Who in their right mind would want to book interstate travel right now? At any time you can find yourself in quarantine in another city with no idea when you’ll be getting home.
Border lockdown roulette is heartbreaking for the travel industry, which has been pleading for a JobKeeper extension to prevent an estimated 60 per cent of its jobs being wiped out.
Our international border is closed indefinitely. And our state borders continue closing at very short notice.
JobKeeper wage subsidies are set to end late next month, and if the government doesn’t extend this program it should do something else to save tourism, which is usually a $45 billion export industry.
If Prime Minister Scott Morrison – a former Tourism Australia boss – lets the sector collapse we will lose a huge amount of experience and expertise and be unprepared for the eventual rebound.
I reckon he’ll come to the party with an assistance package in the coming weeks.
Australia certainly can afford it. Despite our ballooning national debt, repayments are still relatively cheap thanks to record-low interest rates.
Our economy is doing better than first feared. Our unemployment rate is lower than first feared. We’ve managed the pandemic better than most countries on the planet.
The Federal Government has done a great job controlling COVID and keeping the economy afloat, and it would be a huge shame to neglect one of our strongest export industries that is suffering through no fault of its own.
No industry has suffered more than tourism. Sectors such as education are doing it tough too but still have paying students.
Other businesses are booming, sending extra tax dollars our governments. That money should be used to keep the tourism sector alive until the border closures stop for good.
There will always be critics of government handouts, but you can’t blame the tourism sector. They are getting the rug pulled out from under them, again and again and again.
I’ve vowed not to travel interstate this year after getting burnt twice in 2020.
First, a two-week Himalayan trek in early March became seven weeks stranded – including four isolated in hotels in Kathmandu and Brisbane. Next, a short Queensland holiday was hit by multiple delays and cancellations after SA’s November COVID outbreak, but other families have had much worse experiences.

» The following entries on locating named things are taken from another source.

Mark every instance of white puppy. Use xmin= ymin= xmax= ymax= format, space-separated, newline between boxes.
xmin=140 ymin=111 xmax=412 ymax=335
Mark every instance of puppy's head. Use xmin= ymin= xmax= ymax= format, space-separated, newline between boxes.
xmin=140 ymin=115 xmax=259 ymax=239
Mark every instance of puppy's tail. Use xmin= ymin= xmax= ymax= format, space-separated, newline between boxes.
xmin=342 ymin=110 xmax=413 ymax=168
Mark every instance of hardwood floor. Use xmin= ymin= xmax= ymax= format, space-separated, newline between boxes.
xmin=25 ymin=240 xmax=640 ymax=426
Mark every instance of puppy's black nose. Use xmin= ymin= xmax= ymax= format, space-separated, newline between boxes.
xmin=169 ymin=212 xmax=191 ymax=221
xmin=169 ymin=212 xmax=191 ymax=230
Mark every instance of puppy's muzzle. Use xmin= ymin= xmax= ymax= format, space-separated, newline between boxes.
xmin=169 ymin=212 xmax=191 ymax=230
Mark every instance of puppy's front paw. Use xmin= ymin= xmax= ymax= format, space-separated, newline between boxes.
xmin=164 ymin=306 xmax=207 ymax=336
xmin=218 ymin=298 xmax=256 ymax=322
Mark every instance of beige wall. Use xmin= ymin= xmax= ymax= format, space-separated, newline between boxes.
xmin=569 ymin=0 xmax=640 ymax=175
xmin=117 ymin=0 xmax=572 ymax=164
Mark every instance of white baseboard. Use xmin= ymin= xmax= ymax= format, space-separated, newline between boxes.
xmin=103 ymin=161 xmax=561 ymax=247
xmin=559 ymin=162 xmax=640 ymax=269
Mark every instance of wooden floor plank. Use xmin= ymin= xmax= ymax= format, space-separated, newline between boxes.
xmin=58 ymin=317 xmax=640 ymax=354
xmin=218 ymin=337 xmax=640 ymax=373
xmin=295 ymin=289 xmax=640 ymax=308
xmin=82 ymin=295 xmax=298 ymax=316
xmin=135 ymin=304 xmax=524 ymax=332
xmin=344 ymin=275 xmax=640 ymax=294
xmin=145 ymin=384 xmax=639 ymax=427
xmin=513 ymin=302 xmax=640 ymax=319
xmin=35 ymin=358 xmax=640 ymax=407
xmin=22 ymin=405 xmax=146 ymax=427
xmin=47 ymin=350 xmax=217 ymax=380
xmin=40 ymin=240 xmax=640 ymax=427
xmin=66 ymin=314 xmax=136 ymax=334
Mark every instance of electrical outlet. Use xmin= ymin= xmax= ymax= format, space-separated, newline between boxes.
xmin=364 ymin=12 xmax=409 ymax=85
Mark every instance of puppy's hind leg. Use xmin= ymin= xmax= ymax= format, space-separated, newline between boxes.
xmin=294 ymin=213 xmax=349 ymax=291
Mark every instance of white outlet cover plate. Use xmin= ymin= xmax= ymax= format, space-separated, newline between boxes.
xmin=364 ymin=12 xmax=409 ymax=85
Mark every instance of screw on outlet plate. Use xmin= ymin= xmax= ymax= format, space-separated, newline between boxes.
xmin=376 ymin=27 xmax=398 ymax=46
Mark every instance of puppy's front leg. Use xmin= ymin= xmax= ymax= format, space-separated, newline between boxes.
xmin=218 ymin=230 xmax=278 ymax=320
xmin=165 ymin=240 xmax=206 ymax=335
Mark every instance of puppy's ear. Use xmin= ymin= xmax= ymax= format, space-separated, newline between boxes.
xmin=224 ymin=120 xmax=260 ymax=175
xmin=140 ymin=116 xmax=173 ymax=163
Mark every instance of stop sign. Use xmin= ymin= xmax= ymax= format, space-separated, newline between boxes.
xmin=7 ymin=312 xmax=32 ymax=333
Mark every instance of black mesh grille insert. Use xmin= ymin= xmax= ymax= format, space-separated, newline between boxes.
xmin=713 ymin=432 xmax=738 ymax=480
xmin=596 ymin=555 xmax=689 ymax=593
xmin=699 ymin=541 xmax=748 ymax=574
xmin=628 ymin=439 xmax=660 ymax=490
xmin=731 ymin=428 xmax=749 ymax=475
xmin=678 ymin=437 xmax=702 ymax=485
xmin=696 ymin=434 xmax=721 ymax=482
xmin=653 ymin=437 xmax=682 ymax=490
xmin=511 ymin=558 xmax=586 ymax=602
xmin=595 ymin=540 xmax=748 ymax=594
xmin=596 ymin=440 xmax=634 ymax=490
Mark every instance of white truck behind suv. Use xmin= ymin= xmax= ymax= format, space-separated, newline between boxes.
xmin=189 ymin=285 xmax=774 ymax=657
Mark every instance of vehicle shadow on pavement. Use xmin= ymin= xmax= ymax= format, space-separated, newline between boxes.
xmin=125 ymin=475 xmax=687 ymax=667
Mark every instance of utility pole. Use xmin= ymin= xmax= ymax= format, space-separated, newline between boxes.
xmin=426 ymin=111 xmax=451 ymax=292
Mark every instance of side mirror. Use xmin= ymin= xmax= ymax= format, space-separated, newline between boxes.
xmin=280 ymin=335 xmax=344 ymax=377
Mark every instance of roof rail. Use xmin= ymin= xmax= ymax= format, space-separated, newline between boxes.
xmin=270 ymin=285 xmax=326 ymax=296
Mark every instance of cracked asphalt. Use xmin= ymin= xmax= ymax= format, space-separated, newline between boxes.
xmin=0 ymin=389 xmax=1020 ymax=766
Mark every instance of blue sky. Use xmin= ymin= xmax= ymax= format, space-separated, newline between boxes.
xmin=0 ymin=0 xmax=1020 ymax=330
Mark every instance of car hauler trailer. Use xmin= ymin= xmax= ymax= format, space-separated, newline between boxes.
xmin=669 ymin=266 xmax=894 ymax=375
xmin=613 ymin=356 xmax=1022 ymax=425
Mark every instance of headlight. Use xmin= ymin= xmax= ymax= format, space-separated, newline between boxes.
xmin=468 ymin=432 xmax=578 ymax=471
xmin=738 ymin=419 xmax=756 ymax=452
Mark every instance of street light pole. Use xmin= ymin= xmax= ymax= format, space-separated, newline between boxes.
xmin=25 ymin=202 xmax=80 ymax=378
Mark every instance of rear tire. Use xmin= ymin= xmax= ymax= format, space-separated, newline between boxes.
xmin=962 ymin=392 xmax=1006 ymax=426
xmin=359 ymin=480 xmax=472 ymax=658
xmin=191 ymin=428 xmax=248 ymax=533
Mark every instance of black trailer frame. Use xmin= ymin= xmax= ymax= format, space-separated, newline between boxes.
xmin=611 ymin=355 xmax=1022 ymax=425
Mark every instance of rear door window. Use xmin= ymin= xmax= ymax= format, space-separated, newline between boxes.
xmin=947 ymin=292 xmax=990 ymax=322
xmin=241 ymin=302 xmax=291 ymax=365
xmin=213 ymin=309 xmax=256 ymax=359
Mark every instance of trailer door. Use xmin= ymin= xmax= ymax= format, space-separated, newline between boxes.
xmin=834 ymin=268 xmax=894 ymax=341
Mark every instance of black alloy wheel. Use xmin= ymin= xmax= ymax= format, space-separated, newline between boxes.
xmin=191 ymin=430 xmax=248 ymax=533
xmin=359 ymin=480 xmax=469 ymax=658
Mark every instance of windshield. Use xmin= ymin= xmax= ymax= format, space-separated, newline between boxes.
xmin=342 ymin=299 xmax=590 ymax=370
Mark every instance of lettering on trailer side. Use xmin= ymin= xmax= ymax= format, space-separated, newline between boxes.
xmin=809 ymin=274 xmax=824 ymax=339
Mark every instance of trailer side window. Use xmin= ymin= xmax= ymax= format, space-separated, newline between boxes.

Since November there have been major lockdowns and border closures in Queensland, New South Wales, Victoria and Western Australia, Brisbane, and last week’s latest Melbourne cluster has put trigger-happy state health ministers on high alert again.
Aussies love to travel, and we’re renowned globally for our wanderlust.
But we can’t wander internationally until who knows when, and the gamble of trying to holiday domestically has become too risky for many.
An increasing number of people are leaving their suitcases at home for rest of 2021, so let’s not leave one of our best industries out in the cold.